Il y a bien longtemps, en 1919, tu y es née, tu n'y es pas restée longtemps, c'est Dunkerque que j'ai connue moi lors des vacances. Car la guerre t'a fait connaître à 20 ans les routes, le voyage à pied, de l'exode vers Paris.
Le Nord qu'on n'ose même plus appeler Nord car ce n'est pas beau le Nord n'est-ce pas!

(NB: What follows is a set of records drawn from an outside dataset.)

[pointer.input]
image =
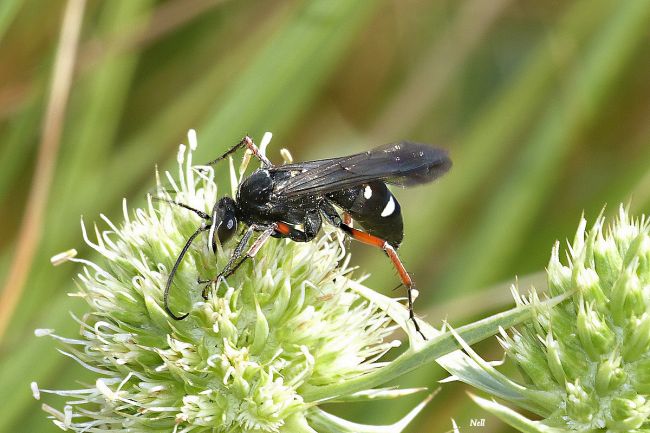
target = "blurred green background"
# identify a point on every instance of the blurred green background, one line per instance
(543, 105)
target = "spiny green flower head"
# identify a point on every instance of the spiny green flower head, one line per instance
(287, 320)
(586, 361)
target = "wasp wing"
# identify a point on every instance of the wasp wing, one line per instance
(402, 164)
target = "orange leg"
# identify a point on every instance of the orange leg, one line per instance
(369, 239)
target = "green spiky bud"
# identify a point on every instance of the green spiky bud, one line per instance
(289, 320)
(595, 344)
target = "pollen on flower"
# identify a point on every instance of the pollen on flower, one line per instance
(240, 360)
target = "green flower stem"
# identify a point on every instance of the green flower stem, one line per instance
(436, 347)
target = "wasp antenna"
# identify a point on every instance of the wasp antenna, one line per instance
(170, 279)
(202, 214)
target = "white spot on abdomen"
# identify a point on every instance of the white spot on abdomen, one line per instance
(390, 207)
(367, 192)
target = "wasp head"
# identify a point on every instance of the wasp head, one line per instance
(224, 221)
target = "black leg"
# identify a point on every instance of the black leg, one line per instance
(245, 142)
(231, 266)
(236, 254)
(170, 279)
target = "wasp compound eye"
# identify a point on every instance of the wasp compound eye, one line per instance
(226, 229)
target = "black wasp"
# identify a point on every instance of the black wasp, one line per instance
(290, 201)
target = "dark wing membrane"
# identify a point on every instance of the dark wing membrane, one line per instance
(402, 164)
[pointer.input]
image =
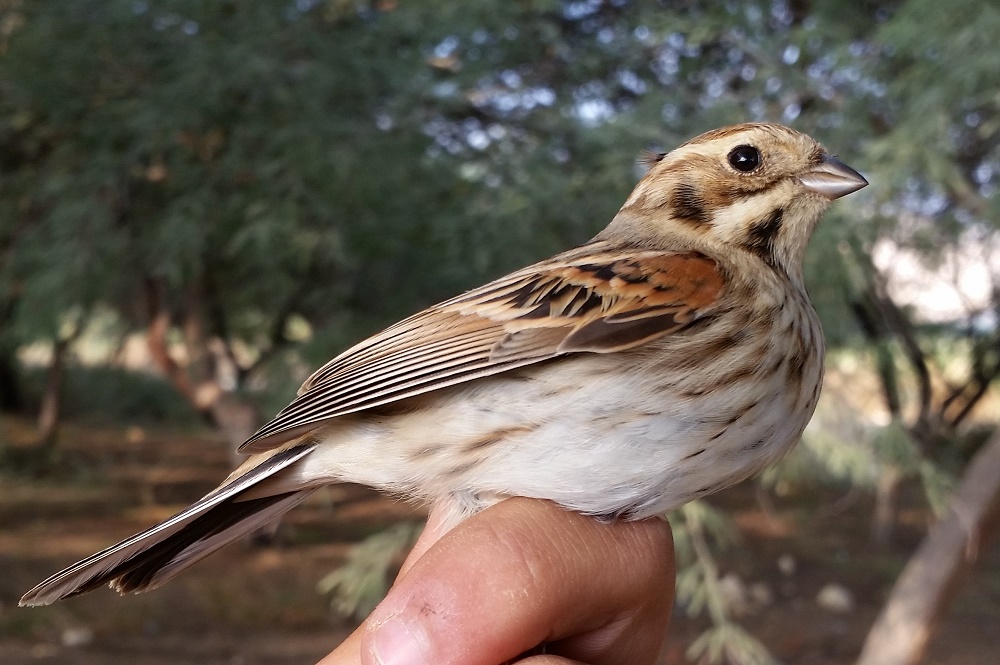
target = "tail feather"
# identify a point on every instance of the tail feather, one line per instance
(150, 558)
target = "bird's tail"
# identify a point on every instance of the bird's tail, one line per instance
(150, 558)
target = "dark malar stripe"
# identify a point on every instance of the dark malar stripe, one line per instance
(761, 236)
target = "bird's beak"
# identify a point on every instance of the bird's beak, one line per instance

La région s'appelle les Hauts de France - toute honte bue - c'est mieux n'est-ce pas le Haut!
Nous sommes malgré tout restées un peu, beaucoup de là-bas, de ce Nord de la classe ouvrière, où la culture politique s'associait à la culture tout court, où l'on était conscient et en même temps sensible.
Ce Nord dont tu étais la plus belle des expressions, toi qui avais quitté l'école à 12 ans et qui me fit dès l'enfance connaître le livre, dans les bibliothèques municipales, le théâtre, national populaire, les films, exigeants et interdits, la chanson, engagée et le soutien aux républicains espagnols. La solidarité, constante de ta vie, avec ceux qu'on disait "étrangers".
Qu'est devenue cette région, gangrénée par la haine, bien au-delà même aujourd'hui du F-haine, de cette haine qui imbibe notre quotidien.
Qu'est devenue cette ville de naissance, témoin et trop actrice depuis tant de dernières années, des exactions de la police contre les migrants, de la mort répétée de migrants rejetés
Comment la ville , la région ne sont-elles pas unanimement debout après ce nouveau massacre par mer interposée.
Calais, ville de la violence réitérée contre des hommes, des femmes, des enfants à la recherche de conditions de vie, ville de l'ultime moment de la vie, de la mort répétée.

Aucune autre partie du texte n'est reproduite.